On top of that, passengers with vision and hearing disabilities have difficulty using buses because stops are not consistently announced and lack digital displays to alert passengers who are Deaf or hard of hearing.
Paratransit on Demand for All Users
Not every New Yorker can safely and comfortably ride the bus. Indeed, 150,000 commuters are certified for Access-a-Ride services. But Access-a-Ride can barely be called service at all, given how poorly it meets riders’ needs. At present, riders must schedule trips in advance and, outrageously, it is often the riders who are penalized when drivers don’t show up on time.
Once on board, Access-a-Ride users can end up in citywide journeys of indefinite length, even missing scheduled appointments. This is no way for a state or its transit system to treat people with disabilities. Eligibility and enrollment rules should also be streamlined and made easier to understand. Access-a-Ride must be revamped to promptly and respectfully meet the needs of its riders so they can access not just their ride but the city itself.
The subway has become a symbol of Governor Cuomo’s disastrous austerity budgets that were balanced on the backs of millions of working New Yorkers. His negligence and reluctance to make the wealthy pay their fair share has created a crisis that could take decades to fix. New Yorkers can’t afford to wait that long. The subway is the lifeblood of our city. If the subway dies, so does the city of New York. We need bold leadership and immediate action from our next governor.
The subway is the lifeblood of our city.
If the subway dies, so does the city of New York.
Unlike Governor Cuomo, Cynthia Nixon rides the subway every day so she understands we need to fix it, now.
Every day, the subway gets more crowded and less reliable. Average train speeds are slower now than they were in the 1950s, and delays on the MTA have tripled in the last 5 years. Our subway now has the worst on-time performance of any major transit system in the world, with the Long Island Railroad plagued with serious delays as well.

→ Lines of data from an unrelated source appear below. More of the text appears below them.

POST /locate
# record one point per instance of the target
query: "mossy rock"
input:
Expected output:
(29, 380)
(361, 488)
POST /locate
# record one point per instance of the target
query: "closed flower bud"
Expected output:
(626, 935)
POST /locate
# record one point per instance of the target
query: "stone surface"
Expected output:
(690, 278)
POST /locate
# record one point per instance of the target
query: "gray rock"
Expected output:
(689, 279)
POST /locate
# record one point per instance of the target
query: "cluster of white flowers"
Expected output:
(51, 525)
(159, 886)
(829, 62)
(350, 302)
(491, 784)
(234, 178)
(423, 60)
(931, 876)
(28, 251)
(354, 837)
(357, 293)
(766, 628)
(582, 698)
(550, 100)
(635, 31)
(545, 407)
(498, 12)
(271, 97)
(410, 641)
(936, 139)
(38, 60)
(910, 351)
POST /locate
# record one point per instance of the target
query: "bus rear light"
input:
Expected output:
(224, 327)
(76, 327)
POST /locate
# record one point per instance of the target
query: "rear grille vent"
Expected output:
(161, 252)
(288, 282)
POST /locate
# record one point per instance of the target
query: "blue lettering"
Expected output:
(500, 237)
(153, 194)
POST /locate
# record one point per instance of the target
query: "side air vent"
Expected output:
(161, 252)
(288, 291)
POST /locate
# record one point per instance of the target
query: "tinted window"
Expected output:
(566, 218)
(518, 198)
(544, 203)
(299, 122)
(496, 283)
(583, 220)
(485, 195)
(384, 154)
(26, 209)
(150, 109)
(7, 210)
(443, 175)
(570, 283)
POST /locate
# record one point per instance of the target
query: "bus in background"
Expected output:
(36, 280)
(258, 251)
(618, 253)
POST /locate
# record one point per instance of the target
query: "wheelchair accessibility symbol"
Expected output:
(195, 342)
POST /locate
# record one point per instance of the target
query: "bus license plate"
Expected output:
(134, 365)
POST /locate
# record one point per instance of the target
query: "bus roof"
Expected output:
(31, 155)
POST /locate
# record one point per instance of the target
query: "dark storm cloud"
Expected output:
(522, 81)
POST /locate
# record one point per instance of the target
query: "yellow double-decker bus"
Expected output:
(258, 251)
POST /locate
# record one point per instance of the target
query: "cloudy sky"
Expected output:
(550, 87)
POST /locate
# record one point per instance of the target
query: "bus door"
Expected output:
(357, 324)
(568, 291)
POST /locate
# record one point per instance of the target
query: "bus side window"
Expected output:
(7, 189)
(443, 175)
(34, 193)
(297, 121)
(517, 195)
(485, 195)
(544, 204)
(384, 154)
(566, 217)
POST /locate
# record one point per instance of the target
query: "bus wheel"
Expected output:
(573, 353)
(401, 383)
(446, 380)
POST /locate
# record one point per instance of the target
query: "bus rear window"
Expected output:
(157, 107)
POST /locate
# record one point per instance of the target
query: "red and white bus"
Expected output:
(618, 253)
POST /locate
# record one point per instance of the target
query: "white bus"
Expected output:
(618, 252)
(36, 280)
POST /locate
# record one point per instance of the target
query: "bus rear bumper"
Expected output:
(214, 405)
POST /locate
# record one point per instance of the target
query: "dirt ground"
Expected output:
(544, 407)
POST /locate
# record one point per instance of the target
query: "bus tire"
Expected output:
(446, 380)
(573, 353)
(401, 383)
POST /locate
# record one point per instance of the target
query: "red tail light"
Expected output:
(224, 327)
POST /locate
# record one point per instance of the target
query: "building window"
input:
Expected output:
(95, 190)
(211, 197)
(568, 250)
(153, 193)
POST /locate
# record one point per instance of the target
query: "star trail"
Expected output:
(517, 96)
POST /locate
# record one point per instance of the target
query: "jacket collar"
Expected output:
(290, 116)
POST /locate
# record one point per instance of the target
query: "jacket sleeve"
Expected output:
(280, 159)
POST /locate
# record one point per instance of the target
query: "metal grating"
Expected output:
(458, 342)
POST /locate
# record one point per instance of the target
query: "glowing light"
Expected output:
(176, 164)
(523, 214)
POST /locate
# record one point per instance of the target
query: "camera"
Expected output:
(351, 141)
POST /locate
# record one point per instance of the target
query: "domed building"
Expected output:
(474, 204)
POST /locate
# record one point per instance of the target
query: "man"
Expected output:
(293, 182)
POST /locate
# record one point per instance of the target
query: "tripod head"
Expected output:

Andrew Cuomo has been in office for eight years. He’s had eight years to address the growing transit crisis in our city. Instead, he’s used the MTA like an ATM, taking money out for his pet projects.

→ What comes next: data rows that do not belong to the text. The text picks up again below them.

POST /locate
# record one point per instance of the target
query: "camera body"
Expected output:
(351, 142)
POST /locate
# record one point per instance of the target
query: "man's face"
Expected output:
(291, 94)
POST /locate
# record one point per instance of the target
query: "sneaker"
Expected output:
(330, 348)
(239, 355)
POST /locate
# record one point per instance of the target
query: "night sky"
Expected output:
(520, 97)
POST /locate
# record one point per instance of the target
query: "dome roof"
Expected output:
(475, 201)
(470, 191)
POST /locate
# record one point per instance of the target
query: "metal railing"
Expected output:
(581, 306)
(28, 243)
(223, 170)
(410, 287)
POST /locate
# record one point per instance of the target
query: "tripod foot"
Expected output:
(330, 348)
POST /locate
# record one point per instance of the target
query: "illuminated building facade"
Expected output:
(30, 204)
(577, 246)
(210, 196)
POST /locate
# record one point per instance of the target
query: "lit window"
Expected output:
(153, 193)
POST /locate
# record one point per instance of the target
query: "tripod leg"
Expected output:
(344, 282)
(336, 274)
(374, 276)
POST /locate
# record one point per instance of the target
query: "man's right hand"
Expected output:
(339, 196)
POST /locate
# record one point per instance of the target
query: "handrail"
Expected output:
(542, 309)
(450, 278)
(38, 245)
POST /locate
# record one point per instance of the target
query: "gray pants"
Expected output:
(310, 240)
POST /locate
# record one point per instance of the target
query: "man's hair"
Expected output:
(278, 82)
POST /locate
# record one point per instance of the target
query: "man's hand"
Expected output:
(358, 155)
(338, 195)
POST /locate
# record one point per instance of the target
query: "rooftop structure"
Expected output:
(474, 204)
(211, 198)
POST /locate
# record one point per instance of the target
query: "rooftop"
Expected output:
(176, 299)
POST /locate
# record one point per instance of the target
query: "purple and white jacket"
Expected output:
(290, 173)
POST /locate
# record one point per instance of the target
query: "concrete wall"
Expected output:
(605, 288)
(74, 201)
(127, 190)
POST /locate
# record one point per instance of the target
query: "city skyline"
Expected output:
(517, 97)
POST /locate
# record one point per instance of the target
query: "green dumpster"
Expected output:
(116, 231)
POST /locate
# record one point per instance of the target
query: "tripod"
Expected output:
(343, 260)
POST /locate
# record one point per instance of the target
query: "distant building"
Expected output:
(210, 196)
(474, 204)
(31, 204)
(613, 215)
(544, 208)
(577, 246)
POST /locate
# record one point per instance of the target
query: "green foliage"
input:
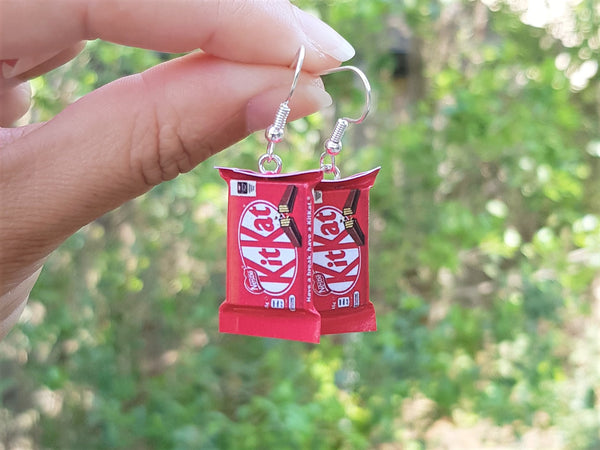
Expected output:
(485, 244)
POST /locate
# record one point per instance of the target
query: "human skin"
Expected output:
(119, 141)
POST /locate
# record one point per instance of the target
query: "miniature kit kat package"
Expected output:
(341, 254)
(269, 255)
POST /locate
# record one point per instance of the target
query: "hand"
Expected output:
(120, 140)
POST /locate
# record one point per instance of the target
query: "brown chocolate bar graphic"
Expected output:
(351, 202)
(353, 229)
(286, 204)
(291, 230)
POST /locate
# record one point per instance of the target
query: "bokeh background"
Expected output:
(485, 260)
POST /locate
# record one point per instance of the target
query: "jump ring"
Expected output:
(266, 158)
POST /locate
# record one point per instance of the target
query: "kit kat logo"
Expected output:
(268, 254)
(336, 255)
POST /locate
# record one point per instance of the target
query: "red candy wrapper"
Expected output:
(341, 254)
(269, 256)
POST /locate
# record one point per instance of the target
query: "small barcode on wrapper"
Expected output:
(241, 188)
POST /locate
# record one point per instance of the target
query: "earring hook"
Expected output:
(333, 145)
(297, 65)
(366, 85)
(274, 133)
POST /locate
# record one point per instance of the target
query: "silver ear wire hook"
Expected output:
(274, 133)
(333, 145)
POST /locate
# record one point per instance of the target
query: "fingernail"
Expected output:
(323, 37)
(261, 110)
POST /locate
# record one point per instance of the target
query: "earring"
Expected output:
(341, 236)
(269, 245)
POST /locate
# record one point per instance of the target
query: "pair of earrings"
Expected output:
(297, 244)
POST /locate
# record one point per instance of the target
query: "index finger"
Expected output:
(259, 31)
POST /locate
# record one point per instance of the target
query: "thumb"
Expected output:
(119, 141)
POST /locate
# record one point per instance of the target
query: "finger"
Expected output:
(265, 32)
(15, 103)
(33, 66)
(119, 141)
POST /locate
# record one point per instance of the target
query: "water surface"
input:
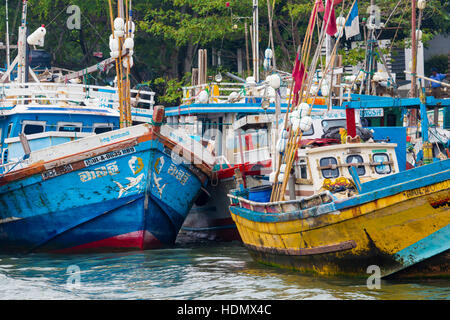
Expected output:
(214, 271)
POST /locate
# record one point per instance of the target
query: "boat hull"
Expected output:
(209, 219)
(129, 198)
(407, 230)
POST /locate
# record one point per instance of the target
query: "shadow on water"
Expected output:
(200, 271)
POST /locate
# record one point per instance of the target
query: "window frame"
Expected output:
(334, 170)
(35, 123)
(74, 124)
(357, 167)
(388, 159)
(102, 125)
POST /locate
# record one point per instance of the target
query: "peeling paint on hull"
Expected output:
(122, 201)
(404, 227)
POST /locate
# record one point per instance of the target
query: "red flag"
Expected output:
(312, 19)
(298, 74)
(329, 15)
(319, 3)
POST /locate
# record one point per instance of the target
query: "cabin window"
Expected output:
(302, 169)
(355, 159)
(310, 132)
(5, 156)
(8, 134)
(69, 127)
(102, 128)
(329, 173)
(33, 127)
(382, 168)
(334, 123)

Governor Cuomo has been focused on making superficial, cosmetic changes rather than fixing the real problems. He has completely neglected the non-glamorous infrastructure work that actually keeps the subway functioning. His idea of modernizing the subway system was adding Wi-Fi and digital displays – not fixing the 1930s-era signal system or the hundred-year-old tunnels. Governor Cuomo even proposed spending hundreds of millions of dollars on an LED light show on the bridges to attract tourists, while below ground, native New Yorkers are trapped in packed, sweaty train cars.
We don’t need more bells and whistles. We first need to fix our century-old machinery, so that the trains can run faster and we can get more of them on the tracks.
Governor Cuomo has dealt with transportation like someone who visits New York, but doesn’t actually live here — who uses our bridges and airports to get in and out of the city, but doesn’t have to depend on the trains to get to work every day.
It’s time to give the MTA the money we were promised for repairs, and stop asking New York City or its riders — or Long Islanders who take the LIRR — to foot the bill to clean up Cuomo’s mess. As governor, Cynthia will immediately make the emergency rescue of our transit system a top priority of her administration.